Sermon: "To Boldly Go Where No One Has Gone Before"

Rev. Maureen Frescott
The Congregational Church of Amherst, UCC
November 17. 2013
Isaiah 65:17-25; Luke 21:5-19

“To Boldly Go Where No One Has Gone Before”

Last weekend, twenty nine teenagers and five adult advisors from of our Senior High Youth Group spent Friday night through Sunday morning on retreat at the Barbara Harris Center in Greenfield NH.
The theme of our retreat was “Breathing Space.”
When you hear the word retreat you may conjure up images of people spending hours in contemplative silence and prayer, taking meditative walks and participating in spiritual workshops.
This was not that kind of retreat.

We did make art collages and we spent time discussing how we might grow into the person that God is calling us to be….but most of our time was spent creating breathing space - space that our teens - and adults - rarely have in this era of over scheduling and over achieving.
Instead of doing schoolwork, attending practices, or earning money at their jobs, the teens spent the weekend hiking through the woods, playing soccer with a giant ball, navigating a high ropes course, building campfires, and staying up late dancing to loud music accompanied by iPhone strobe lights.  (Thankfully, I was not one of the chaperones trying to sleep in that cabin).

This was just the sort of unstructured fun time that many of our teens are lacking in their lives. But the teens also used this time to do some pretty amazing things. 
They spent over an hour sitting in the dark lighting prayer candles and sharing their fears, concerns, and celebrations. They sat down to eat with teens they didn’t know and took the time to learn each others names and what makes each of them special. Sophomores invited freshmen to hang out in the “cool” cabin, and freshmen pushed themselves outside their comfort zones again and again by accepting invitations to be a part of the group.
We gave the teens some breathing space and they filled it with friendship, fun, and a willingness to let God create something new in their hearts.
But to do that, they had to be willing to let go of something else.

If you spend any time outside during November in New England it’s easy to see how God makes space for something new by letting go of something else. The radical changes in our natural landscape are testament to that.
We may curse the hours we spend raking leaves and pulling dead pine needles out of our plant beds, and we may lament the shortened hours of daylight and the chilling wind that whistles through bare branches….but we know this withering landscape is inevitable and temporary.

Whether we dread or welcome the first snowfall and the long months of winter, there are few of us who don’t delight when new life burst forth in the spring. The colors, the smells, and the hope of warm days to come, are that much more spectacular because they follow a time where everything in the world around us seems to have withered or hidden itself away.

The changing of the seasons serves as a wonderful metaphor for what God is doing in our world.
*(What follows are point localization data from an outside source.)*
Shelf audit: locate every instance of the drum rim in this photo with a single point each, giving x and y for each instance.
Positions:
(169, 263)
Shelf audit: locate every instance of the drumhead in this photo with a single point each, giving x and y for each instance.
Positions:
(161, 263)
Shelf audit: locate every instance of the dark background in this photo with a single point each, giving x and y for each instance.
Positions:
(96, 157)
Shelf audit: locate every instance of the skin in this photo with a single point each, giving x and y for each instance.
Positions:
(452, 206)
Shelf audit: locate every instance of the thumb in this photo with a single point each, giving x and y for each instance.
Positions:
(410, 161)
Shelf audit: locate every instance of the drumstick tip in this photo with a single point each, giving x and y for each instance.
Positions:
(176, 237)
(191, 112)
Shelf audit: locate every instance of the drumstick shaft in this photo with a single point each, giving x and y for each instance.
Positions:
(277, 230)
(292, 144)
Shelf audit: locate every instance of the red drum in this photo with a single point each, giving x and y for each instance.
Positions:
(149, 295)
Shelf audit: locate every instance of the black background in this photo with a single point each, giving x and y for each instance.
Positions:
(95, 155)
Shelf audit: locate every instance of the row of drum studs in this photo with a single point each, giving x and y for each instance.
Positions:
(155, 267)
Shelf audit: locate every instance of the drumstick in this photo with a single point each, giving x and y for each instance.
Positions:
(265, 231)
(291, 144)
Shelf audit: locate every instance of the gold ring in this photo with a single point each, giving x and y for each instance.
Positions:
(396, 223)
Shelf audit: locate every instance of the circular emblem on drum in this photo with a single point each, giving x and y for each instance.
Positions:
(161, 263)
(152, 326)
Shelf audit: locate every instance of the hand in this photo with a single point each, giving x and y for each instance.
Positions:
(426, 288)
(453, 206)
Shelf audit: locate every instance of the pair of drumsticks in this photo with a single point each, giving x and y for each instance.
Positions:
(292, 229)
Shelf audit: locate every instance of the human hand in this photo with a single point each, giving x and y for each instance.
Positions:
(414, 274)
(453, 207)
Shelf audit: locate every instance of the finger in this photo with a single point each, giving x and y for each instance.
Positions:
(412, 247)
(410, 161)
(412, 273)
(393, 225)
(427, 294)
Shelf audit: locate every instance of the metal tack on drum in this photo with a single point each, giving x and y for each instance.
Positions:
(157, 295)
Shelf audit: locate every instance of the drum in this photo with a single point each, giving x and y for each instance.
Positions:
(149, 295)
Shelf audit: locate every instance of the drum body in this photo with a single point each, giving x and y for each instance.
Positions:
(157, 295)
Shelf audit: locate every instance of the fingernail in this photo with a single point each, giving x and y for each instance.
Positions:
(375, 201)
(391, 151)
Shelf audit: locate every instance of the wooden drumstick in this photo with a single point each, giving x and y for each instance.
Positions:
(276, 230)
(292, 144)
Breaking down the old to make space to create anew.
And as we approach the season of Advent – the time in our Christian calendar where we anticipate the coming of light into the world in the form of Jesus – we’ve conditioned ourselves to hunker down in the dark days of winter, waiting for joy and hope and new life to be born all over again.

But while we may be accustomed to moving with the rhythms of the seasons in nature and the rhythms of the seasons in our Christian calendar, the sudden shift presented in our scripture texts this morning might leave us feeling out of sorts. This shift that asks us to believe that the world as we know it must come to a complete and catastrophic end for God to create something new.
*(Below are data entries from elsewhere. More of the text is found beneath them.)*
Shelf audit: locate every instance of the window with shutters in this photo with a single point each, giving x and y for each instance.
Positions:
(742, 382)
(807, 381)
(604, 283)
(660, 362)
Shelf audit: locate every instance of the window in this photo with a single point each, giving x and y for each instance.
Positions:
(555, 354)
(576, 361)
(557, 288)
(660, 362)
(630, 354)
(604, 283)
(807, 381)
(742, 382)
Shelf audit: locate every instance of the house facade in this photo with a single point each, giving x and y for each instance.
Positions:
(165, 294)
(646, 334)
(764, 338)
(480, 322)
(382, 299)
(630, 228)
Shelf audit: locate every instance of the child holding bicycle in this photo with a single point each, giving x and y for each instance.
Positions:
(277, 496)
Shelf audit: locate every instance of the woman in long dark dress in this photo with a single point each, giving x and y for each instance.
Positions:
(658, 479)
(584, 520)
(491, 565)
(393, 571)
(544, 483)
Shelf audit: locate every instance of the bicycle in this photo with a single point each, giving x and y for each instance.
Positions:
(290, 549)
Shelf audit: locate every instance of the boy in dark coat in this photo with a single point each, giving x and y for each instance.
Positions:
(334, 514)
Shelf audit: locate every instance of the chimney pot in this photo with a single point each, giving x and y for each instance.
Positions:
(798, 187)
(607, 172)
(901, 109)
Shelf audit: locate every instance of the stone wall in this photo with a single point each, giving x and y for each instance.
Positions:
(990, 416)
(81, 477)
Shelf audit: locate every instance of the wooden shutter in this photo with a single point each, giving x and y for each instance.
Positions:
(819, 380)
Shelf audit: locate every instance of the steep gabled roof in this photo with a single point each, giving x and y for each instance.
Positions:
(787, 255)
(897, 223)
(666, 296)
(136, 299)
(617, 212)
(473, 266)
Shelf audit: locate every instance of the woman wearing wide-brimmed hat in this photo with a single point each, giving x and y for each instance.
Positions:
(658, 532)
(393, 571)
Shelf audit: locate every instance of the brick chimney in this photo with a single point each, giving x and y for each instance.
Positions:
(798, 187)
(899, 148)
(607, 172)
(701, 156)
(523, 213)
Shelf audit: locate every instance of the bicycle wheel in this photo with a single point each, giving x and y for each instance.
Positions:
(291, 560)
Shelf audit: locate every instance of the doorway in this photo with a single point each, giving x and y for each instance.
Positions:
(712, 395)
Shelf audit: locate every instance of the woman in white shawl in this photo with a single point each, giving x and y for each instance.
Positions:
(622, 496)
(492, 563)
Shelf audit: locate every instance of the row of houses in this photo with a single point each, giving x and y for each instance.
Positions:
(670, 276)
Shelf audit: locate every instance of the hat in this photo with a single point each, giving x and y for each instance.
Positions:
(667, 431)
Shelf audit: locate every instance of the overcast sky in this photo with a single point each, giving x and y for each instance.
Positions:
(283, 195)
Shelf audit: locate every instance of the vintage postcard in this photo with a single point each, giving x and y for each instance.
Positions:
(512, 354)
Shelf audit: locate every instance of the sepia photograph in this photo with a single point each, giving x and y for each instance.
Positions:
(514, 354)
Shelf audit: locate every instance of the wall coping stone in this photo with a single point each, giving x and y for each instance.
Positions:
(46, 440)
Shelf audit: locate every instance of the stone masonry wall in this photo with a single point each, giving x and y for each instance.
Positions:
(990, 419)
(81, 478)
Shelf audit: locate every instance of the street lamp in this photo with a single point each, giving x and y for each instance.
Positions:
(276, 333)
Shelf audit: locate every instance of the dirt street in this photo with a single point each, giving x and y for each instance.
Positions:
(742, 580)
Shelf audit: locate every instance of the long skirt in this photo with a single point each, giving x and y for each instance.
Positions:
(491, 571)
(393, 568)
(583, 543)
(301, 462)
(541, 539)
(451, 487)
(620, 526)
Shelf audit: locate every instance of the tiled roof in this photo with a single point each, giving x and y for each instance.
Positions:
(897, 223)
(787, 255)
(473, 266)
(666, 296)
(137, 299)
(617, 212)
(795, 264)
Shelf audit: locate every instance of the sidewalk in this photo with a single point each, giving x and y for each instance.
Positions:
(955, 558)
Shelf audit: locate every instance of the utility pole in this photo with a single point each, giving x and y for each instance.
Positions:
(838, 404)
For many of us, apocalyptic visions are better left to science fiction writers and Christian literalists, who imagine the world coming to a fiery and violent end with only a chosen few escaping death and gaining entrance into the Kingdom of God.
Most of us on the UCC end of the Christian spectrum tend to put more emphasis on the here-and-now than on the hereafter.
We might say we concern ourselves with what we should be doing to make this world a better place, now and for future generations, with God’s help, rather than worry about getting ourselves right with God to ensure our personal survival during the battle between good and evil that is to come.
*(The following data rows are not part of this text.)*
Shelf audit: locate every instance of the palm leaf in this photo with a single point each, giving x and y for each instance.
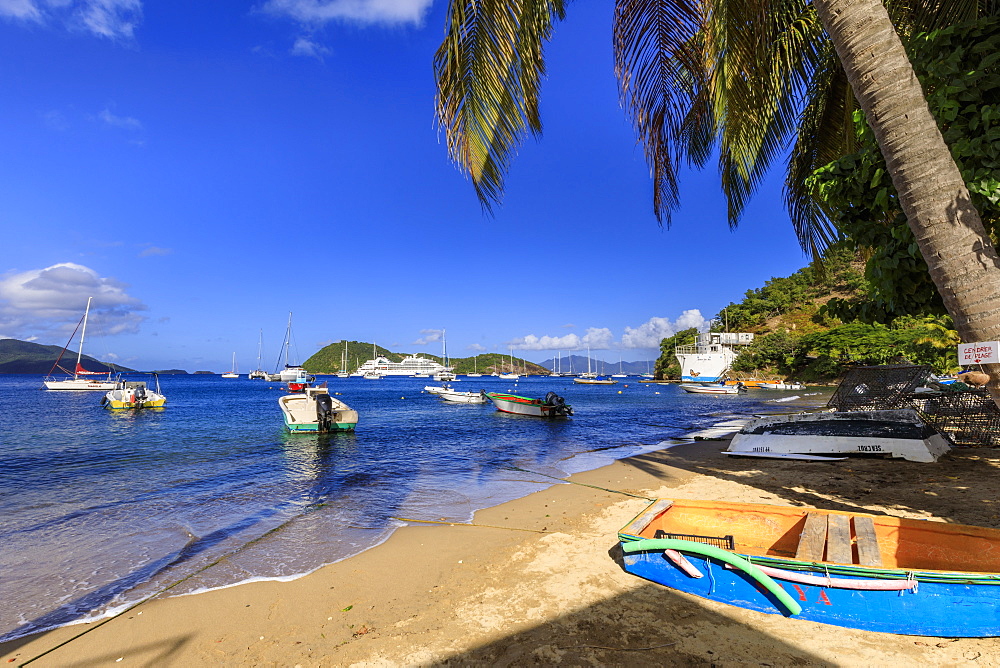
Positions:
(489, 69)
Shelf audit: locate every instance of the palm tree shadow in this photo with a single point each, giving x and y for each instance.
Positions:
(650, 625)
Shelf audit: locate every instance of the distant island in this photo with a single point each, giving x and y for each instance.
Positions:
(32, 358)
(328, 360)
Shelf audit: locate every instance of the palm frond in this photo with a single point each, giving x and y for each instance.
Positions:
(658, 60)
(826, 133)
(489, 69)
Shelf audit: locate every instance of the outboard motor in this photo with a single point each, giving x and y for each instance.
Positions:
(324, 412)
(558, 404)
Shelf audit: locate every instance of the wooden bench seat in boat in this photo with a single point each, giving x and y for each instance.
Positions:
(829, 536)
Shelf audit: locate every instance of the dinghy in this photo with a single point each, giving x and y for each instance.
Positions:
(894, 433)
(314, 411)
(131, 394)
(551, 406)
(854, 570)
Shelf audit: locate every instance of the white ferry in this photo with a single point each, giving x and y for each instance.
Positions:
(707, 360)
(411, 365)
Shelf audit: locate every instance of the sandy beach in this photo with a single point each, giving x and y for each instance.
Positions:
(534, 581)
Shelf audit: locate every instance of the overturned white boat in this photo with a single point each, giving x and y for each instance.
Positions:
(894, 433)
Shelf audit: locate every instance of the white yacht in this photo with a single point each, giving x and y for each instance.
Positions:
(411, 365)
(707, 360)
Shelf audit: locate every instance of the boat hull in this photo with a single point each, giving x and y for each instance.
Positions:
(695, 388)
(302, 417)
(898, 433)
(933, 609)
(512, 403)
(918, 578)
(80, 384)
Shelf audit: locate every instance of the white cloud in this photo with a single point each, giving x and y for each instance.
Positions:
(305, 46)
(48, 303)
(113, 19)
(650, 333)
(318, 12)
(596, 338)
(125, 122)
(24, 10)
(154, 250)
(429, 336)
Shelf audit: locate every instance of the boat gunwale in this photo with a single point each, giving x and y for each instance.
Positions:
(832, 568)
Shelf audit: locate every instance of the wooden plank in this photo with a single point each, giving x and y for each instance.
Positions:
(812, 538)
(868, 550)
(838, 539)
(642, 521)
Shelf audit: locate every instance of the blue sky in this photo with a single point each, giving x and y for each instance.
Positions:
(203, 168)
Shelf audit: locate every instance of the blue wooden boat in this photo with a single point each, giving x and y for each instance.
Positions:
(855, 570)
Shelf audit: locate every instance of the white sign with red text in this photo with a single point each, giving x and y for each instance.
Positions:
(984, 352)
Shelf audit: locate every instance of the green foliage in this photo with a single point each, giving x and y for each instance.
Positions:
(781, 295)
(666, 364)
(958, 67)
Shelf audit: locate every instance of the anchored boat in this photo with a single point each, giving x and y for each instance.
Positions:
(134, 394)
(551, 406)
(854, 570)
(314, 411)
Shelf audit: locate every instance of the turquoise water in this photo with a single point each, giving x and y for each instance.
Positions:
(99, 509)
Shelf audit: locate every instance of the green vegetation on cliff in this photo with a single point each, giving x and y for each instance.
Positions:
(797, 338)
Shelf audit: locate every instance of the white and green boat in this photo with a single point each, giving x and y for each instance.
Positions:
(314, 411)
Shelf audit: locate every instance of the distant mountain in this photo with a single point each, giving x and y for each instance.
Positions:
(26, 357)
(577, 364)
(327, 360)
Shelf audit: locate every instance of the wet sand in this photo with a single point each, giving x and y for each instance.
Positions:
(534, 581)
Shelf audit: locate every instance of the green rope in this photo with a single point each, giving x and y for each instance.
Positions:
(650, 544)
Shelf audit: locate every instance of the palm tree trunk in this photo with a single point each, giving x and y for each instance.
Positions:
(963, 262)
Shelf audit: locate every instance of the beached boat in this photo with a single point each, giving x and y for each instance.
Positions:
(894, 433)
(459, 397)
(131, 394)
(234, 373)
(551, 406)
(79, 381)
(854, 570)
(314, 411)
(713, 388)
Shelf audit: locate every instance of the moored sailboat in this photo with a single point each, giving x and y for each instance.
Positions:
(78, 381)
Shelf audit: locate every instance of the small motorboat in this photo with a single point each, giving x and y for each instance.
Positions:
(595, 380)
(459, 397)
(551, 406)
(134, 394)
(780, 385)
(712, 388)
(314, 411)
(869, 572)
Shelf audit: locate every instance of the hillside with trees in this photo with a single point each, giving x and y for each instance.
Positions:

But whatever our theological beliefs are about how and when God’s peace will come to reign over this world, there is truth in the understanding that growth and renewal only comes when we make space for it to happen.

In practical terms, the people of Israel in Isaiah’s time needed to clear away the rubble of what was in order to build what was to be.
Their city and Temple had been completely destroyed by the Babylonians in the year 586 BCE. The people were taken into exile.
When they returned to Jerusalem 50 years later they had to pick through the pieces of what had been their homes and marketplaces and worship spaces, and clear them aside. They had to gather up the broken dishes and burned scrolls and tattered prayer shawls, and throw them on the garbage heap, letting go of the things that were once so precious in their hearts.
We can imagine any people returning to their homes after war or natural disasters having to do the same.  First you bury the dead, then you bury the part of you that died along with them, the life that you once knew that has forever been changed.

We can imagine the people of Israel holding the grief of this overwhelming loss in their hearts as they looked out at the Temple being rebuilt, one stone at a time. It took 23 years to construct, and as new scrolls and new tapestries were placed inside, and a new generation crossed the threshold to welcome God home, we can understand why they saw this as the beginning of a drastically new era.  
The prophet Isaiah went so far as to envision a world where weeping would be heard no more, children would grow to a ripe old age, and the wolf would eat with the lamb. All around him was the rubble of pain and destruction, yet God was creating something new and wonderful in the midst of it.  
How could he not see this as a turning point in God’s intention for Creation?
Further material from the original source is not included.